23 de agosto 2017 - 19:29

Removieron los dos motores de la avioneta estrellada en el Paraná

Los motores lograron ser removidos por la Prefectura. El operativo continuará para retirar el resto de los objetos de la avioneta.
Los motores lograron ser removidos por la Prefectura. El operativo continuará para retirar el resto de los objetos de la avioneta.
Personal de Prefectura Naval en colaboración con la Administración Nacional de Aviación Civil (ANAC) lograron remover los dos motores de la avioneta estrellada en el delta del río Paraná y ya comenzaron los peritajes para determinar cuáles fueron las causas del siniestro.

El operativo , que es supervisado por la jueza federal Sandra Arroyo Salgado, continuará en el sitio donde fue encontrada la nave y tiene como objetivo retirar el resto de sus partes.

La fuente precisó que las pericias que se realicen sobre los motores a los que en el año 2014 se le había colocado hélices de cinco palas MTV-27 fabricados por la empresa MT-Propeller, que dotaron a la aeronave de mayor potencia y autonomía, son "fundamentales" para determinar que pudo haber sucedido para que el avión se haya estrellado.

Una vez retirados los motores, que son las partes más pesadas de la aeronave, ahora los peritos continuarán con el rescate del resto del fuselaje y de la cabina, tarea que puede demandar aún varios días debido a lo inestable y pantanoso del suelo.

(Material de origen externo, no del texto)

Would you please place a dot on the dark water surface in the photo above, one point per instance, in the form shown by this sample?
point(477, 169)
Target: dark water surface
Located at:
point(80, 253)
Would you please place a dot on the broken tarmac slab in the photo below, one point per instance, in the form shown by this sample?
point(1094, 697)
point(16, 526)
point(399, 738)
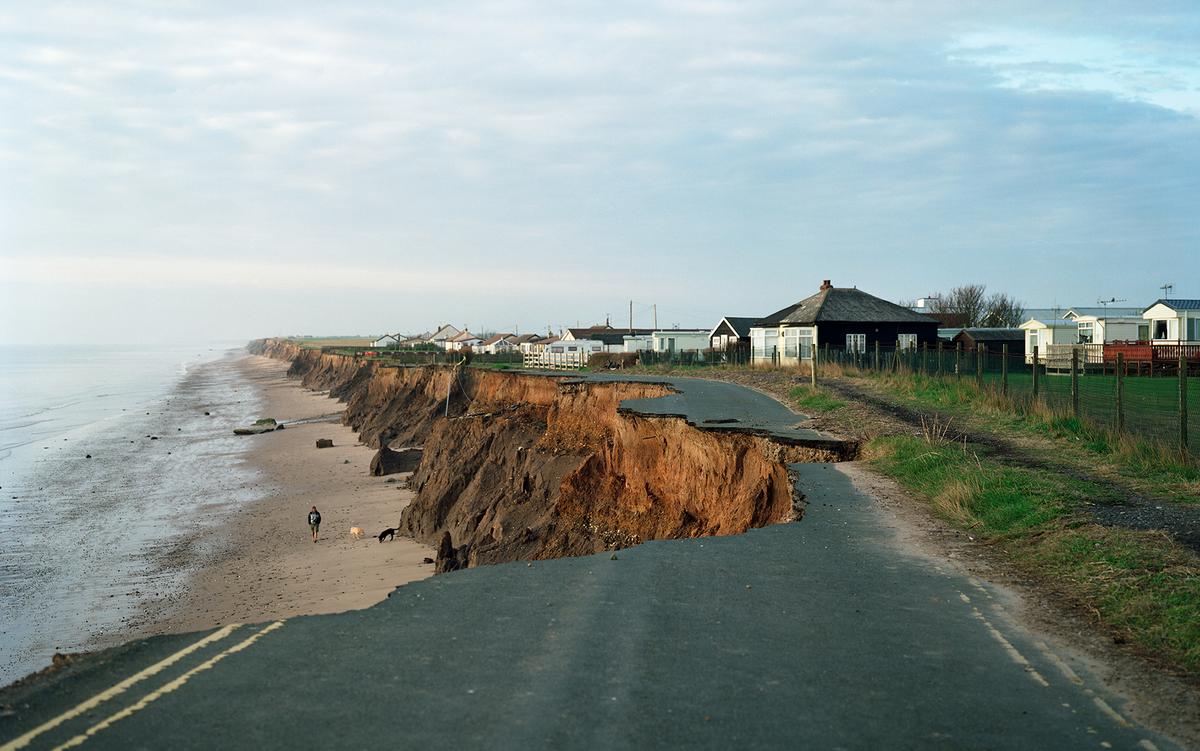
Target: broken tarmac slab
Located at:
point(719, 406)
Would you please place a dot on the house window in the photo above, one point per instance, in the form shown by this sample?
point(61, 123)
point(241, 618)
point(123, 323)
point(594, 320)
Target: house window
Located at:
point(1086, 332)
point(791, 343)
point(807, 344)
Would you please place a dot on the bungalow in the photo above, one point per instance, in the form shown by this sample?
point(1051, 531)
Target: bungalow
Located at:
point(443, 335)
point(565, 354)
point(387, 340)
point(840, 317)
point(498, 343)
point(535, 344)
point(995, 340)
point(1173, 320)
point(465, 340)
point(731, 331)
point(679, 340)
point(613, 340)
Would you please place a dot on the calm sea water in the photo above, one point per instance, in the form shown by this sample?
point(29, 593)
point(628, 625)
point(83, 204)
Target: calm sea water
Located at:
point(87, 541)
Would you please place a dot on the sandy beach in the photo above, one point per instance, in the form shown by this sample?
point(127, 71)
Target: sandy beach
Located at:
point(268, 566)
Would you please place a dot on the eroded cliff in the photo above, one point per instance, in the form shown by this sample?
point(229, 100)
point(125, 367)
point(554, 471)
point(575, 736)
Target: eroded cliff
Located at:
point(526, 467)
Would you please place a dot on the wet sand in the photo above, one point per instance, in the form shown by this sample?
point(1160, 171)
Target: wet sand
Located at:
point(269, 568)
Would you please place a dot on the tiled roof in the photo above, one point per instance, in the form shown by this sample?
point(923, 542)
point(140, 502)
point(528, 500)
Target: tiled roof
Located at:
point(1176, 305)
point(844, 305)
point(741, 324)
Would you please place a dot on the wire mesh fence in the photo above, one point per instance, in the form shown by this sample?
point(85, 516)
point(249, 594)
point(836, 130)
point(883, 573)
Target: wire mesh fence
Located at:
point(1159, 401)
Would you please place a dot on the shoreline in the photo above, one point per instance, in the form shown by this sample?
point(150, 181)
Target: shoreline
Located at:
point(265, 565)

En tanto, la titular de la Junta de Investigación de Accidentes de Aviación Civil (JIAAC), Pamela Suárez, confirmó esta mañana que los forenses terminaron ayer de retirar los restos humanos del lugar donde fue hallado el avión bimotor perdido durante 26 días y dijo que hoy continuarán con la remoción de parte del fuselaje que aún permanece enterrado.

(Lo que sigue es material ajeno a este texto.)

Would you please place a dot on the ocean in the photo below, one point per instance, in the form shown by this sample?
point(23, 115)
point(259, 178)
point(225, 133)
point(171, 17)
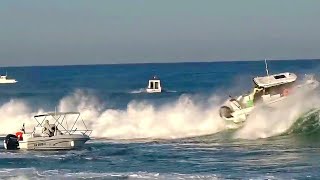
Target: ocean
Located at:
point(173, 135)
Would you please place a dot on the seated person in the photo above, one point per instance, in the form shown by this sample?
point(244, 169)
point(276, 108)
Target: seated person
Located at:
point(46, 129)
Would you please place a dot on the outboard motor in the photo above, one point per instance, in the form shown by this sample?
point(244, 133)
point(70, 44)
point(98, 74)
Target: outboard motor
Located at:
point(11, 142)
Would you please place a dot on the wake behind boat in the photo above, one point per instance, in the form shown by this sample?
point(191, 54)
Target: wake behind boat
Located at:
point(46, 136)
point(268, 90)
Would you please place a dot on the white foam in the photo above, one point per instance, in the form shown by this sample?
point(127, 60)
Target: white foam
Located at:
point(264, 123)
point(181, 118)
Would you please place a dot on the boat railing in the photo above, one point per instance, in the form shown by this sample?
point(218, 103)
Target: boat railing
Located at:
point(84, 132)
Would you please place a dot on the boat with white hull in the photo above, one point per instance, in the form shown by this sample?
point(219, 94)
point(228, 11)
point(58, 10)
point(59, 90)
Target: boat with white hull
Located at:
point(46, 136)
point(5, 80)
point(154, 85)
point(269, 91)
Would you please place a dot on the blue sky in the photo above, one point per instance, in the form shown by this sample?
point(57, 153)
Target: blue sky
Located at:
point(43, 32)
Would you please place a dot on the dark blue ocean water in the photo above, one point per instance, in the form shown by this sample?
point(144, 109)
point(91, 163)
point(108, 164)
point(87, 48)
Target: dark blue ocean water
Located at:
point(172, 135)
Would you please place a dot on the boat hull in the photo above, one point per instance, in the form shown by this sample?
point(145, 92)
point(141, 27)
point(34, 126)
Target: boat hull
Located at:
point(61, 142)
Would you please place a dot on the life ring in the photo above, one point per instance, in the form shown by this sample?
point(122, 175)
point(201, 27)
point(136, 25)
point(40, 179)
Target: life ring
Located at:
point(19, 135)
point(285, 92)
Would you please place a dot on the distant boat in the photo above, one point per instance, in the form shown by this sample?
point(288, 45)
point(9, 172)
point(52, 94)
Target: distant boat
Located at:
point(154, 85)
point(5, 80)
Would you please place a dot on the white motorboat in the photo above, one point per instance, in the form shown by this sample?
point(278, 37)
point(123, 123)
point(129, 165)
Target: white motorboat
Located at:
point(154, 85)
point(46, 136)
point(4, 80)
point(269, 91)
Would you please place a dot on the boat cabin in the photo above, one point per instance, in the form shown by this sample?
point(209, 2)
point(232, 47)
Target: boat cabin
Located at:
point(154, 85)
point(273, 86)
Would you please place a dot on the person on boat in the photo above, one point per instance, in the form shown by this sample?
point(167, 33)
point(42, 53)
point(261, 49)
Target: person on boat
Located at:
point(47, 129)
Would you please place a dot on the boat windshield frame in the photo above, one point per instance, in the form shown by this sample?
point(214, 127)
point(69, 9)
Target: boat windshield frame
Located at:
point(59, 118)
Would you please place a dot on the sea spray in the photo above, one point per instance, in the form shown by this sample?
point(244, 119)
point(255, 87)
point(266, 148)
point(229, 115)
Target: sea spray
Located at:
point(267, 122)
point(181, 118)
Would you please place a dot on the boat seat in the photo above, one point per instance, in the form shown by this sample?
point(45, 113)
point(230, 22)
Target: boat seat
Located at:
point(37, 132)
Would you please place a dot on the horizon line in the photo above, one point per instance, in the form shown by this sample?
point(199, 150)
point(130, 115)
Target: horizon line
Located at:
point(137, 63)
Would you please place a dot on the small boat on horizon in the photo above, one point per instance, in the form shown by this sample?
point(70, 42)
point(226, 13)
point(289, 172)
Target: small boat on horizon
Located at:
point(154, 85)
point(4, 80)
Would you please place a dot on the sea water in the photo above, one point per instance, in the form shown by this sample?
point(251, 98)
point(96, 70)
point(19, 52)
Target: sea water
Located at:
point(173, 135)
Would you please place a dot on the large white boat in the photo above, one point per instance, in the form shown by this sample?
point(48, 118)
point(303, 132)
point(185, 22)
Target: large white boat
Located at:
point(4, 80)
point(46, 136)
point(268, 90)
point(154, 85)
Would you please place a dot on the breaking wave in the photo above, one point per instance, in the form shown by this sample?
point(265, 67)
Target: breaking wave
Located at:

"Ayer el equipo forense del juzgado terminó con el retiro de los restos y, mientras, nosotros fuimos haciendo trabajos de remoción en función de sus indicaciones y ahora el equipo técnico sólo trabaja en la remoción" del fuselaje, explicó Suárez en declaraciones a radio La Red.

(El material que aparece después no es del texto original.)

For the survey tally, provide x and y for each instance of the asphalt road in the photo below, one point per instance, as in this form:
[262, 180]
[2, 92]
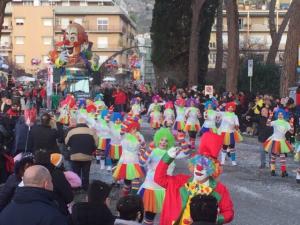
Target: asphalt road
[259, 199]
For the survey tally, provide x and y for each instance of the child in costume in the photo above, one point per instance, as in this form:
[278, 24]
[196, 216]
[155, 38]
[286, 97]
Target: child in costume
[104, 136]
[180, 113]
[136, 108]
[277, 144]
[169, 115]
[128, 167]
[229, 129]
[151, 192]
[180, 189]
[210, 117]
[154, 112]
[115, 130]
[192, 116]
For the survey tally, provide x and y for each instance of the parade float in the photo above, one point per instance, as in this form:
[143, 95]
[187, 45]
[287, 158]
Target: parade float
[73, 64]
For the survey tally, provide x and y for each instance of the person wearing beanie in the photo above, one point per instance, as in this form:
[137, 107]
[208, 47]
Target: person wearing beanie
[131, 210]
[95, 211]
[210, 117]
[151, 192]
[192, 116]
[181, 188]
[61, 187]
[154, 112]
[277, 144]
[229, 128]
[169, 115]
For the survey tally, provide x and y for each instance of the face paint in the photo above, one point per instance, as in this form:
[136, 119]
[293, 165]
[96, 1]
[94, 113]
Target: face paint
[163, 143]
[200, 174]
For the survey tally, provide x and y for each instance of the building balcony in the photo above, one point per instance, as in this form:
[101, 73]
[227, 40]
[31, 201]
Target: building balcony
[95, 29]
[5, 48]
[6, 29]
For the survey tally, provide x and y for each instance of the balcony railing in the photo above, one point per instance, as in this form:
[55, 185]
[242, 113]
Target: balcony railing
[95, 29]
[5, 47]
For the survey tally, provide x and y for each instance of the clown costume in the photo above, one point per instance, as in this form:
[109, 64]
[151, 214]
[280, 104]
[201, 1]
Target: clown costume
[153, 194]
[154, 112]
[169, 115]
[229, 129]
[115, 131]
[277, 144]
[210, 118]
[180, 189]
[180, 113]
[192, 116]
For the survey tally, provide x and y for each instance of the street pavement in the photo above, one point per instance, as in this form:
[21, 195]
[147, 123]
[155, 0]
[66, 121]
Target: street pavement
[258, 198]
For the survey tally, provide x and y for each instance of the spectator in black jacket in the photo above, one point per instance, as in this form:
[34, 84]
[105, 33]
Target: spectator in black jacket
[82, 142]
[264, 132]
[95, 211]
[44, 137]
[8, 190]
[34, 203]
[61, 187]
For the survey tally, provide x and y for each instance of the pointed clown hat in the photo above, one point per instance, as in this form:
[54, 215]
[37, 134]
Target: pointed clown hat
[210, 145]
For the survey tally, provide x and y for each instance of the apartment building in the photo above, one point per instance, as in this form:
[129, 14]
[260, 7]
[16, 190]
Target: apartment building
[32, 27]
[254, 32]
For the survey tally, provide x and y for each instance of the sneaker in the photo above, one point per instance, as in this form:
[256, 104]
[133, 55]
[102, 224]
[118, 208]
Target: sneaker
[273, 173]
[284, 174]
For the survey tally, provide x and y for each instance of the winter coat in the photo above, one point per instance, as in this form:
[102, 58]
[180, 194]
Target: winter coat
[8, 190]
[85, 213]
[82, 141]
[61, 187]
[44, 137]
[126, 222]
[32, 206]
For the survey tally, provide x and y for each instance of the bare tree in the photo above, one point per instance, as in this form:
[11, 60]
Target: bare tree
[219, 37]
[233, 45]
[288, 76]
[276, 36]
[2, 12]
[194, 42]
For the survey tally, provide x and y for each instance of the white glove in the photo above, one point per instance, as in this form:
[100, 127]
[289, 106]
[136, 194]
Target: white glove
[172, 152]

La avioneta Mitsubishi matrícula LV-MCV que había desaparecido en pleno vuelo el 24 de julio último tras despegar desde San Fernando con dos tripulantes y un pasajero, fue hallado el sábado pasado en la zona de confluencia de los ríos Paraná Guazú y Barca Grande, del delta bonaerense.

Consultada sobre el proceso de investigación, la titular de la JIAAC aseguró que el retiro del fuselaje se está haciendo "bastante rápido dada las condiciones del lugar", y si bien reconoció que "gran parte de la información de lo ocurrido se encuentra en los restos del avión", se abstuvo de aventurar cualquier hipótesis sobre las causas del accidente.

"No vamos a decir nada hasta que no tengamos todos los elementos de la aeronave para analizar, hay que tener cuidado porque hasta que no haya un análisis técnico y operativo no se puede afirmar nada", indicó.

Por último, recordó que la investigación que lleva adelante la JIAAC "tiene el objetivo de ver cómo respondieron las defensas del sistema aeronáutico para poder emitir recomendaciones de seguridad pero nosotros no hacemos investigaciones judiciales".

"Por eso -concluyó- fuimos muy enfáticos en que el juzgado y las familias pongan un perito técnico porque los objetivos de las investigaciones son totalmente distintos".